Criatividade é possível com disciplina e autoridade

por Gonçalo Lopes
Paulo Rego*

Os rankings são sempre subjetivos; dependem de critérios, métodos de recolha de informação, e objetivos perseguidos. Mas são úteis; porque comparando o que é comparável, alavancam decisões. Só para ler não vale a pena; é preciso agir. As surpresas, por vezes, são grandes, como no último relatório do Programa Internacional de Avaliação de Estudantes (PISA). Em vez da tradicional avaliação da performance de alunos de 15 anos, nos campos da matemática, ciência, e leitura, abordou-se pela primeira vez a capacidade criativa, em temas novos como a gestão de redes sociais ou a sustentabilidade ecológica. E aí Macau e Hong Kong, que antes andavam no topo do ranking, descambam. Ficam atrás da China; ao contrário de Singapura, que liderava antes, e continua a liderar.

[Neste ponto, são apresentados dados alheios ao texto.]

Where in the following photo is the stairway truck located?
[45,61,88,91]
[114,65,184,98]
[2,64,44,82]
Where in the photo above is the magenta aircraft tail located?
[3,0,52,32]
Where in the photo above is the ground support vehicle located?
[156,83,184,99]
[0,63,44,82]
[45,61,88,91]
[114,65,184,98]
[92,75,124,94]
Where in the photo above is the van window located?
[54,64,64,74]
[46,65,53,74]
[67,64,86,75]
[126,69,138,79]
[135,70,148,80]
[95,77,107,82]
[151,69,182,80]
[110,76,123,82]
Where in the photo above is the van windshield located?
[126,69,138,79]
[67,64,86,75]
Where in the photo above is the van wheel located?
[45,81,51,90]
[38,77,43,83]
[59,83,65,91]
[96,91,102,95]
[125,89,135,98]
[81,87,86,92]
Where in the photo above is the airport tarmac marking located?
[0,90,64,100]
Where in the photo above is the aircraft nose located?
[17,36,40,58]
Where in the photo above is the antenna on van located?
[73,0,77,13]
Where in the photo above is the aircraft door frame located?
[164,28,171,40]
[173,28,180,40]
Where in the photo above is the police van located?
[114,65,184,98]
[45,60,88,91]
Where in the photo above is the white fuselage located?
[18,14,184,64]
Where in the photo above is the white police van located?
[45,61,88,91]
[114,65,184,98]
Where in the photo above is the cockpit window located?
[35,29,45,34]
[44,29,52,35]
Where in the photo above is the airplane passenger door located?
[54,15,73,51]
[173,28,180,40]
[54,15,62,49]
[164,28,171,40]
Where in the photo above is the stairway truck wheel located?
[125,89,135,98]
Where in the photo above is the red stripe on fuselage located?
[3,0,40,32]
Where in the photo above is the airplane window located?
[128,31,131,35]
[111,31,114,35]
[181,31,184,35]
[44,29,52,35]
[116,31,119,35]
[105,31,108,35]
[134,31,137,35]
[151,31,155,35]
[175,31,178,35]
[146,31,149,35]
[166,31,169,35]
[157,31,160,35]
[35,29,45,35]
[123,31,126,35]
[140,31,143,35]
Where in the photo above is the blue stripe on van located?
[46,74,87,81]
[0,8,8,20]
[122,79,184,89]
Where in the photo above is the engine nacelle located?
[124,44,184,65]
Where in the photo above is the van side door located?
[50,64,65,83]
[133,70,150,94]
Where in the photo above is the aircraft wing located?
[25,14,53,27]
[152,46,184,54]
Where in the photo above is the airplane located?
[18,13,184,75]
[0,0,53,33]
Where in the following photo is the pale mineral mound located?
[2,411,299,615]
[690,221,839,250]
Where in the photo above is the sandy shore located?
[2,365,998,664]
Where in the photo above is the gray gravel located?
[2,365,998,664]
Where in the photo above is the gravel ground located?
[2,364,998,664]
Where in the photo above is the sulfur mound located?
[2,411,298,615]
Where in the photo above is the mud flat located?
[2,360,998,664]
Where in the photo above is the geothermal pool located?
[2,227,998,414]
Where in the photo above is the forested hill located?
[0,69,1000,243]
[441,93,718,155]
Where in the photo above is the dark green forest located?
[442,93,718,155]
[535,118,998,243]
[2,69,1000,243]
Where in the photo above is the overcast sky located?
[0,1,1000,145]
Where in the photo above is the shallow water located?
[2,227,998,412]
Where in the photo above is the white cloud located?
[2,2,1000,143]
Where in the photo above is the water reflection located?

Há muitos anos descobrimos em Macau que atravessar a fronteira continental passou a ser uma forma de regresso ao futuro – e não ao passado. Mais espantoso, e difícil de explicar, é que o sistema escolar chinês, baseado no rigor, na disciplina, na repetição, no ensino patriótico… seja já capaz de promover a criatividade melhor que as regiões administrativas especiais, de cultura mista e, teoricamente, mais globalizadas. Há aqui duas hipóteses de sinal contrário: primeiro, as autoridades chinesas levam a sério, e atuam com sucesso, na denúncia há muito feita por académicos cínicos, segundo os quais era urgente ultrapassar o défice de criatividade; se as novas gerações queriam mesmo crescer na ambição de afirmação global. Depois, Macau e Hong Kong, apostados em copiar a China, perdem os seus melhores exemplos. Ou seja, não terão percebido que o ensino patriótico, se não acompanhado pela modernização do ensino, é uma forma de caminhar para dentro; mas não para a frente.

Os resultados de Singapura merecem outra reflexão. Confesso o vício de relacionar o excesso de disciplina, rigor, e de memorização; até de cultura autoritária, como contraditório com a promoção da criatividade. Mas a cidade Estado desmente esse pressuposto. Por muitos méritos que Singapura tenha, o comentário mais comum aos muitos milhares de estrangeiros que lá vivem e trabalham é que sentem, na vida pública e privada, excesso de rigor e de autoridade. Contudo, como se vê, isso não retrai a capacidade criativa. Rendo-me à evidência, que dá que pensar.

Mais importante que o espanto, são as conclusões. Macau tem de retirar ensinamentos; e atuar. A cultura ocidental privilegia o indivíduo, direitos e liberdades, por oposição à disciplina comunitária, à disciplina; à autoridade da família, da escola, e do Estado. O que nem sempre garante, é bom de ver, resultados brilhantes; por exemplo, ao nível das ciências e das matemáticas. O pensamento liberal não vinga em Macau, onde é outra a cultura dominante. Mas isso não quer dizer, como o PISA mostra na China, e sobretudo em Singapura, que a disciplina e a autoridade resultem, necessariamente, em défice de capacidade criativa, tão crucial para o desenvolvimento holístico: intelectual, social, económico e político. O melhor caminho de uma sociedade híbrida é tirar o melhor de todos os lados que a compõe. Os jovens não podem esperar; e são eles que carregam a sociedade que teremos.